In 1795, the currency situation in the Habsburg Monarchy was one of profound crisis, directly fueled by the immense financial demands of the ongoing war against revolutionary France. The state's traditional revenues were utterly insufficient to fund the military, leading the government of Emperor Francis II to rely overwhelmingly on the expedient of printing paper money. This currency, known as
Bancozettel, was initially introduced in 1762 as a state bond but had evolved into a forced circulating paper money. By 1795, new issues were being printed at an accelerating pace to meet urgent wartime expenditures, flooding the economy with unbacked currency.
This massive expansion of the money supply led to severe inflation and a dramatic loss of confidence. While the
Bancozettel nominally traded alongside silver coinage, a sharp and growing disparity emerged between their values. A vibrant and destabilizing black market for specie (silver and gold coins) developed, as the public and merchants, distrusting the ever-depreciating paper, hoarded metallic money.
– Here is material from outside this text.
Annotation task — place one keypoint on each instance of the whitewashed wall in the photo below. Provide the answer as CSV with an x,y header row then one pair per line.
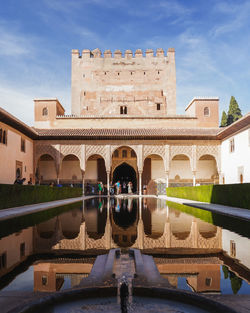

Consequently, a dual-price system became common, with goods priced much higher when paid for with paper
Bancozettel than with silver gulden, effectively creating a chaotic monetary schism within the empire's economy.
The government's attempts to manage the crisis were largely ineffective. Official decrees aimed at fixing the exchange rate between paper and silver failed, as market forces and public skepticism rendered them unenforceable. The fundamental problem was the absence of fiscal discipline or sufficient metallic reserves to back the paper issues. Thus, by 1795, the Austrian Empire was entrenched in a cycle of inflationary finance, where printing money to pay for war further devalued the currency, increasing the real cost of the war and eroding economic stability—a pattern that would worsen dramatically in the coming decades.